If you care about the environment, you’ve probably sworn off using plastic straws. But what’s the alternative? Paper straws often don’t hold up to liquids, typically resulting in a soggy mess in the glass before you’ve finished your beverage.
Now, a new Kickstarter campaign might have the answer. Startup La Couleur Monochrome, founded by Stanislav Poliakof, is trying to raise $27,747 to bring their grass straws to market.
Yes, that’s right: grass. Hollow-stemmed grass, to be specific. It’s grown and hand-harvested in the Mekong Delta of Vietnam, then cut into 20-centimeter sections and disinfected (through boiling, not using harsh chemicals).
The finished product is suitable for both hot and cold drinks, and here’s the best part: The straw decomposes in only 15 days.
You can support the project until Jan. 31. For a contribution of $6, you’ll get 100 straws in a reusable zip-up bag. The more you donate, the more straws you get!

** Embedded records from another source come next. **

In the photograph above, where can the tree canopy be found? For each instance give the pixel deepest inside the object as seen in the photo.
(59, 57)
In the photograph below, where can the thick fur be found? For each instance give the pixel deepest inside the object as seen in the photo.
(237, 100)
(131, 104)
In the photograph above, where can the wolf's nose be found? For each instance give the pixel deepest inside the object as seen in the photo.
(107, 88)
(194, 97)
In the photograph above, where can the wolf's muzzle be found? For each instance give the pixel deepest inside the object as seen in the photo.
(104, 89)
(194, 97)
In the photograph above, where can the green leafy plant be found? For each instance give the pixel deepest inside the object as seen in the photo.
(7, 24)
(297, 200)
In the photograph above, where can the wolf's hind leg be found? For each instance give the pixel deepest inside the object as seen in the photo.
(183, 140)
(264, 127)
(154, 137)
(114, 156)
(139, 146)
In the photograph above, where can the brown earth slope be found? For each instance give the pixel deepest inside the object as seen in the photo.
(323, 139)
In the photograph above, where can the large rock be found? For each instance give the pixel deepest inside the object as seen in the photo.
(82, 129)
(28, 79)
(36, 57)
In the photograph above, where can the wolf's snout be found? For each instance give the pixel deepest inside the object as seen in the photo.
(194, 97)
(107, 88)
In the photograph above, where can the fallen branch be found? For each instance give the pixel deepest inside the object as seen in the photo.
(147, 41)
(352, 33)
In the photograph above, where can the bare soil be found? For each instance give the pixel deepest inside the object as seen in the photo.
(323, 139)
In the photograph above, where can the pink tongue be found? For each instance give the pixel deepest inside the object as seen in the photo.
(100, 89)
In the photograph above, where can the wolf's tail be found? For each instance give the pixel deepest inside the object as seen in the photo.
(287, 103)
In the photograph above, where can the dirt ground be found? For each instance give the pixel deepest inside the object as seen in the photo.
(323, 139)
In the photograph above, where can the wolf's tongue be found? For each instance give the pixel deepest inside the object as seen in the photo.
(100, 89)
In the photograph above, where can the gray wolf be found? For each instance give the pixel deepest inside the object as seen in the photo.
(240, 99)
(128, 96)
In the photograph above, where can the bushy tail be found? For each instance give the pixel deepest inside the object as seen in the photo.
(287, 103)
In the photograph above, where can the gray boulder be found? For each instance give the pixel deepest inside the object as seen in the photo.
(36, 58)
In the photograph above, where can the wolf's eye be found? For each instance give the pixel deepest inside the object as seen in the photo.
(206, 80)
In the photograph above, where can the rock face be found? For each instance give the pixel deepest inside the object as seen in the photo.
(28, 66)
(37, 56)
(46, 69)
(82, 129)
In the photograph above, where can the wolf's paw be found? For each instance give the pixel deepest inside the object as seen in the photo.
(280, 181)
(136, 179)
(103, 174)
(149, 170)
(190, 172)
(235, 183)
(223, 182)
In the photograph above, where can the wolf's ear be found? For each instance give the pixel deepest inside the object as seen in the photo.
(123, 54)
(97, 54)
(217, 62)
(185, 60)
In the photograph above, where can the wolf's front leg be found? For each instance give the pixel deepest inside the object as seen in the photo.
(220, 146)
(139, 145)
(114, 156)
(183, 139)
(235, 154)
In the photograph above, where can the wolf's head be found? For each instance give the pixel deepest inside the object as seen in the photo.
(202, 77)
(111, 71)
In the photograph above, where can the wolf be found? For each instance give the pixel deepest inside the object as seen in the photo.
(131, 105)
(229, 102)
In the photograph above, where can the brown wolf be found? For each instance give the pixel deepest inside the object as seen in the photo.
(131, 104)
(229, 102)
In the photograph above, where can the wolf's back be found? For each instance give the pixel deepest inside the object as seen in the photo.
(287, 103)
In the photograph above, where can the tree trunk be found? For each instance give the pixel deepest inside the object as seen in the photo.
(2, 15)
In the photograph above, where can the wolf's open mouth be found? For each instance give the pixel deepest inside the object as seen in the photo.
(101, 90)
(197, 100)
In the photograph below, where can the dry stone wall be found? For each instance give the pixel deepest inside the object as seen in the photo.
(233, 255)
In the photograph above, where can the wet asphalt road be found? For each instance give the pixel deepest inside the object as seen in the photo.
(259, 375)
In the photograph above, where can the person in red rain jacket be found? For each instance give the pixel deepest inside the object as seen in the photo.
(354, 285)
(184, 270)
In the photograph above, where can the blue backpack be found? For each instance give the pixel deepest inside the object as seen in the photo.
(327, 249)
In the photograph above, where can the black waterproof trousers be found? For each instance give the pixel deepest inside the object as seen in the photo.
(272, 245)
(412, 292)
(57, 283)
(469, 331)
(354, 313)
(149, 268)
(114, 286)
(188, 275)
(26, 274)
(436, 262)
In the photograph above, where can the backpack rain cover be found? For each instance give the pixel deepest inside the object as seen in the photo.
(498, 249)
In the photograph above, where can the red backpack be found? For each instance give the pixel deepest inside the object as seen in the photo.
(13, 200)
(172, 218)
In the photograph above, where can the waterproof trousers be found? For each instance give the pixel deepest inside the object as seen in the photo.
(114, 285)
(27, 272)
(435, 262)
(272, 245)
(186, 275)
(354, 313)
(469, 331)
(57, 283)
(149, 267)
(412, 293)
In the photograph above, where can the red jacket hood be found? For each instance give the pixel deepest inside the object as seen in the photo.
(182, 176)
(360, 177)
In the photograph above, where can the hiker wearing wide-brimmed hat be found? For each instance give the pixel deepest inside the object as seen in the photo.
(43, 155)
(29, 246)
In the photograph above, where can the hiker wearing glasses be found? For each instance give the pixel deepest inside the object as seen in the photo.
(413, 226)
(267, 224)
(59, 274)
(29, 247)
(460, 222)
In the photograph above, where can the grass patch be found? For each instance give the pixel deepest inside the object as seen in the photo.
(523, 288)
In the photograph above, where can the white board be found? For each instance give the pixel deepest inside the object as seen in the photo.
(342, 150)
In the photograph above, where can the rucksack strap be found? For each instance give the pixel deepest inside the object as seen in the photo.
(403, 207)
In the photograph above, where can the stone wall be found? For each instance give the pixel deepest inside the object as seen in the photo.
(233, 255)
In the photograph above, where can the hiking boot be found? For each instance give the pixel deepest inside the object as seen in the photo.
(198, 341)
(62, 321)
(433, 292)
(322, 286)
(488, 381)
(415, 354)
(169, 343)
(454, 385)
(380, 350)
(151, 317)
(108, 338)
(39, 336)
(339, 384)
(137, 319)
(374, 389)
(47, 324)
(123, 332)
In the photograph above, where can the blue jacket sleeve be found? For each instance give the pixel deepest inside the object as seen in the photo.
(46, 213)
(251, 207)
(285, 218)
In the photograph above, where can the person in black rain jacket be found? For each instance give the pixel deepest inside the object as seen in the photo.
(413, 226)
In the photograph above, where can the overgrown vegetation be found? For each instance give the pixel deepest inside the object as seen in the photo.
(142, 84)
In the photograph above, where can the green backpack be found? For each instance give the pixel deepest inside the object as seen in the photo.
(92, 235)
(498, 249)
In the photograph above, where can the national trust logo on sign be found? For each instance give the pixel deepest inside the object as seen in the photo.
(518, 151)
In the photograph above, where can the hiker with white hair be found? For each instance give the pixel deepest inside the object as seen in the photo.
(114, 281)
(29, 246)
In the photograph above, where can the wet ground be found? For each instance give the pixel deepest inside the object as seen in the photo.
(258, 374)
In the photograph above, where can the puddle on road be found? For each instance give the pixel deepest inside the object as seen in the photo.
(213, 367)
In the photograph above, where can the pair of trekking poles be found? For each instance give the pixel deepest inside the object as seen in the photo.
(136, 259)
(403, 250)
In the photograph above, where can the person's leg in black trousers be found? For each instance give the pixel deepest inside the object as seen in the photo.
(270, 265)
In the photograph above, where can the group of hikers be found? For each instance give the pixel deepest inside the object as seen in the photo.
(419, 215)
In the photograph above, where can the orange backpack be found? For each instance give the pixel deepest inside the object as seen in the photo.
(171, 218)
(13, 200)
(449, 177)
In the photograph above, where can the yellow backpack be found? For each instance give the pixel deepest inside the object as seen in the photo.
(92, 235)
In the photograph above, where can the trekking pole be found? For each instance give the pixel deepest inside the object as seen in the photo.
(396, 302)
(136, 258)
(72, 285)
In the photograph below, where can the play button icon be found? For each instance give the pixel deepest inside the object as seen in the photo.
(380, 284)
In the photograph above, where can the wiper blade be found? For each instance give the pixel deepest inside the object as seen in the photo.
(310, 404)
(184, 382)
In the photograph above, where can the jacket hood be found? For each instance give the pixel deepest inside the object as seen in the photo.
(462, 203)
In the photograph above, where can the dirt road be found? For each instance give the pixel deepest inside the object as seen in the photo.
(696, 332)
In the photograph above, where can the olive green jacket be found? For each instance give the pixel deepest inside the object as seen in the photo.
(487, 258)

And if you pledge $6,660 or more, you get an all-expenses-paid trip to Saigon, Vietnam, where you can witness the manufacturing process in the Mekong Delta. The package includes a year’s supply of grass straws.
Buyers can choose either dried-out straws, which can last for up to one year when stored at room temperature, or fresh straws, which can remain in the fridge for up to six weeks. According to the startup, both kinds of straws are suitable for hot and cold drinks, but the fresh straws give “a slight scent of fresh-cut grass without changing the drink’s taste.”
Poliakof, who was born in the former Soviet Union and is now based in Vietnam, discovered the eco-friendly alternative to plastic straws while traveling the world with his girlfriend.
He says he is currently able to produce one million straws per month, but he aims to increase production to 10 million straws per month in July 2020. (At that point, he plans to only send out orders once a month to create a more sustainable shipping program.)
“The costs per straw are pretty reasonable,” Poliakof writes on Kickstarter. “We want to offer the world an affordable alternative, while paying our workers a fair salary, harvesting only sustainable amounts of grass while maintaining high hygiene and quality standards.”
We all need to do more to help the environment, so why not start with ditching the plastic straws?